Now the man stepped into the room in nightshirt and cap, all smiles and winks, said, "A lady to see you, sir," and, to Ebenezer's great surprise, ushered Joan Toast herself into the room.
"I shall retire at once," he announced, winking again, and left them before Ebenezer could recover sufficiently to protest. He was extremely embarrassed and not a little alarmed at being alone with her, but Joan, not a whit disturbed, came over to where he still sat at the writing table and bussed him lightly upon the cheek.
"Say not a word," she ordered, taking off her hat. "I know well I'm tardy, and I ask your pardon for't."
Ebenezer sat dumb, too astonished to speak. Joan strode blithely to the windows, closed the curtains, and commenced undressing.
" 'Tis your friend Ben Oliver's to blame, with his three guineas, and his four guineas, and his five guineas, and his great hands both a-clench to lay hold on me! But a shilling o'er your five he couldn't offer, or wouldn't, and since 'twas you first offered it, I'm quit o' the brute with conscience clear."
Ebenezer stared at her, head afire.
"Come along now, sweet," Joan said presently, and turned to him entirely unclothed. "Put thy guineas upon the table and let's to bed. Faith, but there's a nip in the air this night! Brrr! Jump to't, now!" She sprang to the bed and snuggled under the coverlets, drawing them up around her chin.
"Come along!" she said again, a bit more briskly.
"Ah God, I cannot!" Ebenezer said. His face was rapturous, his eyes were wild.
"Ye what?" Joan cried, throwing back the covers and sitting up in alarm.
"I cannot pay thee," Ebenezer declared.
"Not pay me! What prank is this, sir, ye make me butt of, when I have put off Ben Oliver and his five gold guineas? Out with thy money now, Master Cooke, and off with thy breeches, and prank me no pranks!"
" 'Tis no prank, Joan Toast," said Ebenezer. "I cannot pay thee five guineas, or four guineas, or three. I cannot pay thee a shilling. Nay, not so much as a farthing."
"What! Are ye paupered, then?" She gripped his shoulders as if to shake him. "Marry, sir, open wide those great cow's eyes, that I may claw them from out their sockets! Think ye to make a fool o' me?" She swung her legs over the side of the bed.
"Nay, nay, lady!" Ebenezer cried, falling to his knees before her. "Nay, I have the five guineas, and more. But how price the priceless? How buy Heaven with simple gold? Ah, Joan Toast, ask me not to cheapen thee so! Was't for gold that silver-footed Thetis shared the bed of Peleus, Achilles' sire? Think thee Venus and Anchises did their amorous work on consideration of five guineas? Nay, sweet Joan, a man seeks not in the market for the favors of a goddess!"

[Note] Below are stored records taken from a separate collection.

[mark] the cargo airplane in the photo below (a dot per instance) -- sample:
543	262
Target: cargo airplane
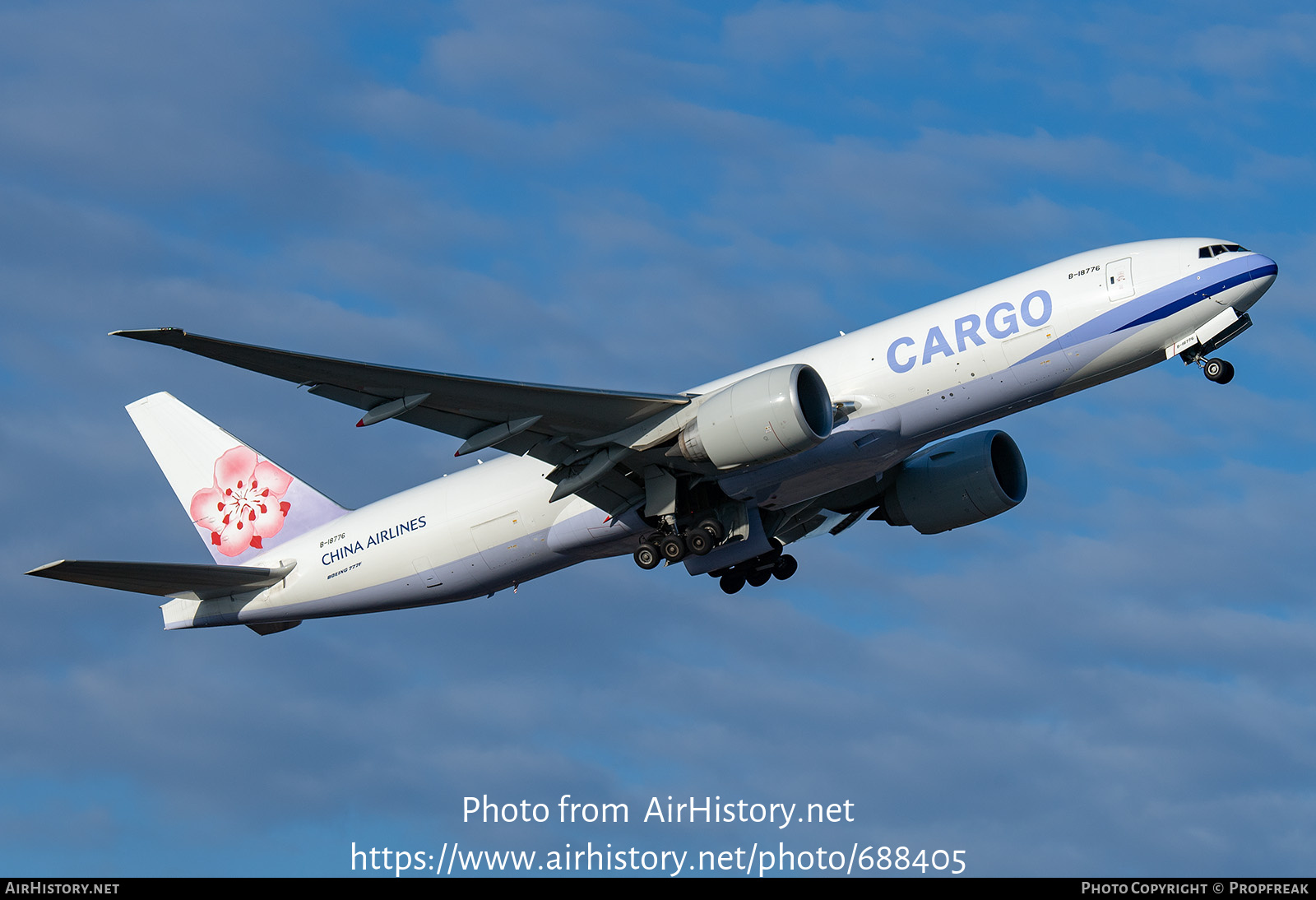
721	478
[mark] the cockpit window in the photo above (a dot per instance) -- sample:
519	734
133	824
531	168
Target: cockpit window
1216	249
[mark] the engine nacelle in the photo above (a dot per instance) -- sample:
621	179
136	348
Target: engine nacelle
957	483
767	416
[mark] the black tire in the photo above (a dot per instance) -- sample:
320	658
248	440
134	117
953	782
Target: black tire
715	529
648	555
673	548
699	541
785	568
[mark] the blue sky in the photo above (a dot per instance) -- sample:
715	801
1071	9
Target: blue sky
1114	678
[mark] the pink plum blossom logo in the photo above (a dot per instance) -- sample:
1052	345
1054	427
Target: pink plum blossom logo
243	507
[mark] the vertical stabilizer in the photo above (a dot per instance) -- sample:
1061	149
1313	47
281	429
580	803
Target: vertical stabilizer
241	503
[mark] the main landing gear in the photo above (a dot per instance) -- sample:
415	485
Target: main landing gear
673	548
757	571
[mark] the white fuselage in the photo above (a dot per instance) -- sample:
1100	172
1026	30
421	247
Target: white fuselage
911	379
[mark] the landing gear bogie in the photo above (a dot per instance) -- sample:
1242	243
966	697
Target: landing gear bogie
757	571
1217	370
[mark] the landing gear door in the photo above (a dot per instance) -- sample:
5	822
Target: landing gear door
1119	279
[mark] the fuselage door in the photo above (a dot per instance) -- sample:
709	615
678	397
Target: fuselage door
499	540
1119	279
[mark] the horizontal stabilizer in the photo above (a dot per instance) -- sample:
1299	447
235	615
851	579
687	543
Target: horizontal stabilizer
164	579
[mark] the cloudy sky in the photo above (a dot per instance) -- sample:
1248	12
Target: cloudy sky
1114	678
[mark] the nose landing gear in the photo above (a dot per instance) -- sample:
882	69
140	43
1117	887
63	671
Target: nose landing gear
1217	370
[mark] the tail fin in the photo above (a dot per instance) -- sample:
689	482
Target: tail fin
241	503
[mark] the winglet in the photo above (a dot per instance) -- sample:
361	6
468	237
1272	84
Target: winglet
169	336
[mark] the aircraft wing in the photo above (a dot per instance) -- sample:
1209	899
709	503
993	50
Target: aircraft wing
561	425
164	579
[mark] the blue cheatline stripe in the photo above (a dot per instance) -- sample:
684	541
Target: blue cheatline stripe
1155	305
1197	296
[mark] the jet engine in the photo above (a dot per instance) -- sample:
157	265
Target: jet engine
767	416
957	483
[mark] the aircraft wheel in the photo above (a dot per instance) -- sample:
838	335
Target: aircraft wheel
715	529
673	548
648	555
699	541
1219	371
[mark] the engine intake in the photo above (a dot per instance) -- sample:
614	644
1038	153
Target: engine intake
957	483
767	416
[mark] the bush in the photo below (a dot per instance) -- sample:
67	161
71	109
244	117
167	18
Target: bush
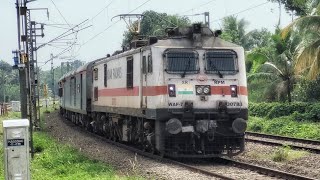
280	154
285	126
286	109
274	110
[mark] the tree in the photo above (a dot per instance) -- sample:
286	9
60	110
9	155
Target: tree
277	66
154	24
234	30
307	58
298	7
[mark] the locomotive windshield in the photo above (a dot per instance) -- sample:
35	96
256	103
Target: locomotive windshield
221	61
184	62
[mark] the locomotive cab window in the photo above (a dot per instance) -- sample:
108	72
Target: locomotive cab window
105	75
130	72
95	93
181	62
221	62
95	74
144	65
149	64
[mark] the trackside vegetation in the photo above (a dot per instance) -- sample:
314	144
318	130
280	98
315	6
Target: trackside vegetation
299	120
53	160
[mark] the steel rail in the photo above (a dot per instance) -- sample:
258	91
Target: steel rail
283	138
300	140
296	147
148	155
265	170
242	165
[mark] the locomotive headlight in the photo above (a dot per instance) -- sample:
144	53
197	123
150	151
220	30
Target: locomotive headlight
199	90
234	90
172	90
206	90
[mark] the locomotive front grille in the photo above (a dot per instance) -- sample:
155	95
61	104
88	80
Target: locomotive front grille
183	144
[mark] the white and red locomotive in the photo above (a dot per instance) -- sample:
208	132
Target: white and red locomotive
182	96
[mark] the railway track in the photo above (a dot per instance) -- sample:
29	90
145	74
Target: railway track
198	169
265	170
294	143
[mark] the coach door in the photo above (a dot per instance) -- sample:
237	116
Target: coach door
144	72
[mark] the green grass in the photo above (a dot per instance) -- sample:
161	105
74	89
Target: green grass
53	160
57	161
285	126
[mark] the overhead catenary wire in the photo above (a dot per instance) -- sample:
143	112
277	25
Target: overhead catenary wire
198	6
65	20
64	34
102	10
96	35
248	9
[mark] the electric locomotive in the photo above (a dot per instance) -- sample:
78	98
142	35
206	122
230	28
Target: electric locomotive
184	95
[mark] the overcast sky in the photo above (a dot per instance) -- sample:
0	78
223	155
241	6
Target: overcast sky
97	41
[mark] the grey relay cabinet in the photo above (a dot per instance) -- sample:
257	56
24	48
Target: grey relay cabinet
16	148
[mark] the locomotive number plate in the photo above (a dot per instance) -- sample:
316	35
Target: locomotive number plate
15	142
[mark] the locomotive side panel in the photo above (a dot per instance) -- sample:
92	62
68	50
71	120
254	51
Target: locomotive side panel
116	85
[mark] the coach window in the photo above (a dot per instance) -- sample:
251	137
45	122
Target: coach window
149	63
144	65
221	61
182	62
95	93
95	74
130	72
105	75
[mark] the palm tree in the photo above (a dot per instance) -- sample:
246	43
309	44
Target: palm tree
234	29
277	65
307	55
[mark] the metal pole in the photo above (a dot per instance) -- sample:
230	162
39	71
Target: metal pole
53	91
22	72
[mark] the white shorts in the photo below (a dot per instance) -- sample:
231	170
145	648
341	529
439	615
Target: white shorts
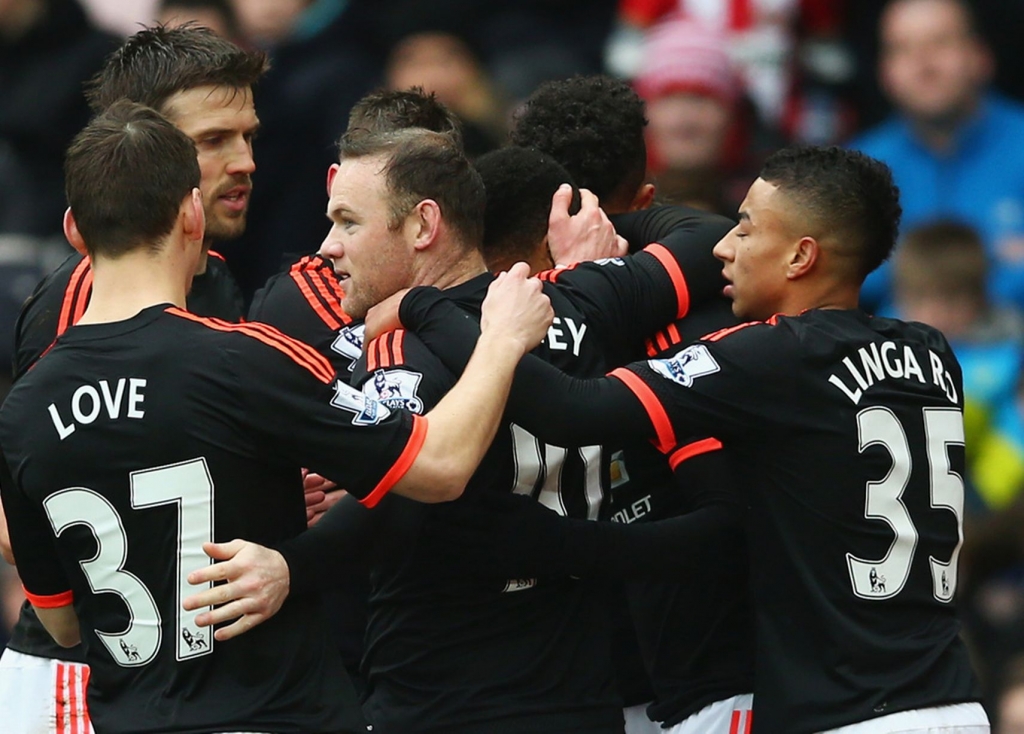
729	716
955	719
39	695
637	721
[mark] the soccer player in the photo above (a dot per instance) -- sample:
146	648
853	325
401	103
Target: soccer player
593	126
204	84
411	200
304	301
698	657
147	430
848	433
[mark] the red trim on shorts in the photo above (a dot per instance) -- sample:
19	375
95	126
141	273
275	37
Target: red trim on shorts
49	601
397	471
706	445
58	696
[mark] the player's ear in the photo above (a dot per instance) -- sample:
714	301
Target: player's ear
331	173
802	257
425	223
643	199
72	233
193	216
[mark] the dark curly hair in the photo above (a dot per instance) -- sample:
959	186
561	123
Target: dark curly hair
158	61
594	127
847	191
389	110
519	183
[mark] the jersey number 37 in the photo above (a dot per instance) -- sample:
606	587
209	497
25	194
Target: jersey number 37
186	486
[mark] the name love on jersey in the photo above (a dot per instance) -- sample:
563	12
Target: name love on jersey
88	402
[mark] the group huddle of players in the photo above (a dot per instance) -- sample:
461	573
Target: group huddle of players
784	492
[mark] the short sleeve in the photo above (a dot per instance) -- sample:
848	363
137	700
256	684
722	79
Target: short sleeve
731	385
34	545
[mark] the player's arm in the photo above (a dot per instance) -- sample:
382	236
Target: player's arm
723	386
549	403
514	319
42	575
588	234
627	300
516	536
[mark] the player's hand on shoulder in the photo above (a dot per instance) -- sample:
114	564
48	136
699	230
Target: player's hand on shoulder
384	316
516	308
588	234
257	584
321	494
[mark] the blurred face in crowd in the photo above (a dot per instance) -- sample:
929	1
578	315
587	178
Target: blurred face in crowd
267	22
949	310
756	253
221	121
933	67
372	259
687	131
438	62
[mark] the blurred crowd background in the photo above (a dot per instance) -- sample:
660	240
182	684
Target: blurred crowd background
933	87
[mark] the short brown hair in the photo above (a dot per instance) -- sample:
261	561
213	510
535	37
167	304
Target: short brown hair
942	257
387	111
422	164
125	176
158	61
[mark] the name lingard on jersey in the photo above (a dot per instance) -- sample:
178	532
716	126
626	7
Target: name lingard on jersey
88	403
890	360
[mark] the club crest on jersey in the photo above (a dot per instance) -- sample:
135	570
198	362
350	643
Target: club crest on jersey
686	366
396	389
368	411
348	343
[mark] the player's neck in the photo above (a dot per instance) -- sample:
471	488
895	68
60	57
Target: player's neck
123	288
454	270
827	296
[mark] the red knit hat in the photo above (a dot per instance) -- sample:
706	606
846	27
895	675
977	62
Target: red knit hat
681	55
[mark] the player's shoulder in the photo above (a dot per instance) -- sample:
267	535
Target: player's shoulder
401	349
62	288
307	289
259	346
776	330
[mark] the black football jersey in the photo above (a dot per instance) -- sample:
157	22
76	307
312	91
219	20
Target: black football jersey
57	302
501	655
130	443
305	302
544	641
693	654
849	431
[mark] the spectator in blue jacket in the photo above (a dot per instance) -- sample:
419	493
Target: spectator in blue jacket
954	147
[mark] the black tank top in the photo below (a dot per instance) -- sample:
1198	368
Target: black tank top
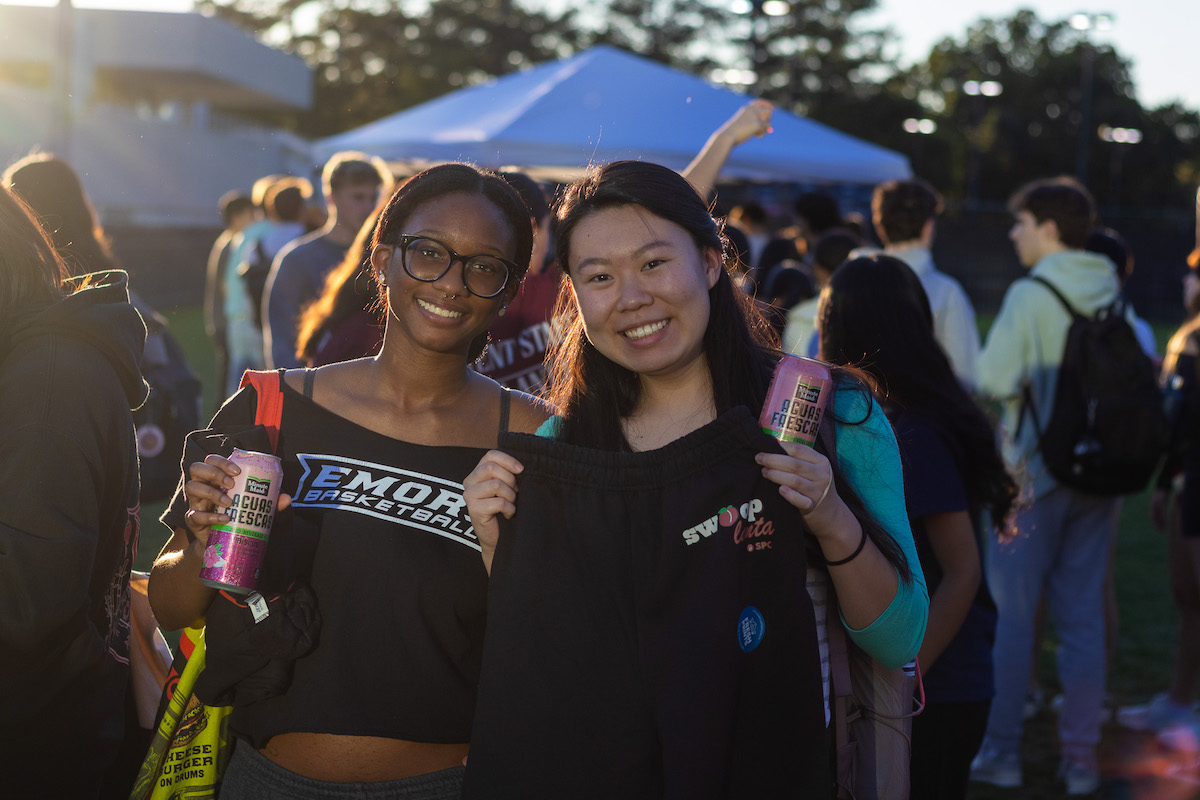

"Let foreign bawds run their business as't please 'em," Joan declared, somewhat calmer. " 'Tis five guineas the night for this one, and pay ere ye play. Do ye reckon it cheap, then pleasure in thy bargain: 'tis all one to me. What a temper ye put me in with thy not a farthing! I had near leaped ye! Come along, now, and save thy conceits for a love sonnet in the morning."